13 Reasons Why beruht auf dem gleichnamigen Roman von Jay Asher, der 2007 in den USA erschien, in Deutschland zwei Jahre später. In beiden Ländern und anderen war schon der Roman sehr erfolgreich und wurde auch von den Kritikern gelobt. Die teils negative Kritik, die die Serie nun zehn Jahre später erfährt, lässt sich nicht nachvollziehen. Was vor zehn Jahren eine gute Resonanz hatte, ist nun schlecht? Letztendlich ist zu hoffen, dass beide Medien – Buch und Serie – für das Thema sensibilisieren und Jugendliche und Erwachsene darüber nachdenken. Ich jedenfalls werde mit meiner heute erwachsenen Tochter über die Serie sprechen und sie nach ihren Erfahrungen fragen, die sie als Teenager machte, als sie für einige Monate eine amerikanische Highschool besuchte.

Zum Buch auf Deutsch (Taschenbuch) oder im Original als e-Buch.

Nachtrag, 11.7.2017:
Gerade lief im Deutschlandfunk ein Interview mit Dr. med.

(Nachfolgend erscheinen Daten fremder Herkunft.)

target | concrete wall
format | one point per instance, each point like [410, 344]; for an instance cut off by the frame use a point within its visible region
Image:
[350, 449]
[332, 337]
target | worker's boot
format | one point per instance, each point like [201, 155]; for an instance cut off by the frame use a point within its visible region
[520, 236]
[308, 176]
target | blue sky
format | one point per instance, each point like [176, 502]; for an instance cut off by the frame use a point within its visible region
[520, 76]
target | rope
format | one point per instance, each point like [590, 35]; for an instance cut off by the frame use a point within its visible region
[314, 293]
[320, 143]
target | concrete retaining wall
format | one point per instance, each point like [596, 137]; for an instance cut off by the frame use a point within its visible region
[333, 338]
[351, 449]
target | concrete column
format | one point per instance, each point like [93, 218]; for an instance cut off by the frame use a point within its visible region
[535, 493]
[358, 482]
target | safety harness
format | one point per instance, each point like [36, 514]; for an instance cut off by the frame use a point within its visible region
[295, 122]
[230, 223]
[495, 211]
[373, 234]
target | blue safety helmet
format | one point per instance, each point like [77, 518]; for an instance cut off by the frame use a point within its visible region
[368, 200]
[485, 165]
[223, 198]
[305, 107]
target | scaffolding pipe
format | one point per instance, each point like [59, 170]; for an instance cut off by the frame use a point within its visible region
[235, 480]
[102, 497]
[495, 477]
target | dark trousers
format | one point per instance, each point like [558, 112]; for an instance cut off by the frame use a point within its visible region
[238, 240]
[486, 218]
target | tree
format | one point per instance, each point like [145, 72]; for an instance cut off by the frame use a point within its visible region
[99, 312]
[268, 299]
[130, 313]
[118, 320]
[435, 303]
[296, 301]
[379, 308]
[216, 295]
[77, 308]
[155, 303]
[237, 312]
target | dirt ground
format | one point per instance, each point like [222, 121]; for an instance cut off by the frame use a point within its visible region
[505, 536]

Kahl, Bundespressesprecher des Berufsverbands der Kinder- und Jugendärzte e.V.. Demnach hätten die Ärzte am liebsten ein Verbot der Serie, die Selbstmord „romantisierend“ darstelle.

Man kann nur vermuten, dass die Kritiker die Serie nicht komplett gesehen haben, ansonsten hätte auch diesen Doktoren auffallen müssen, dass im Leben dieser Jugendlichen im geschilderten Zeitraum keinerlei Romantik stattfindet. Mobbing, Vergewaltigung, Wegsehen, Alkoholmissbrauch, Vernachlässigung durch Erzieher und Eltern sind nur einige Stichworte, die schwerlich als „romantisch“ bezeichnet werden können.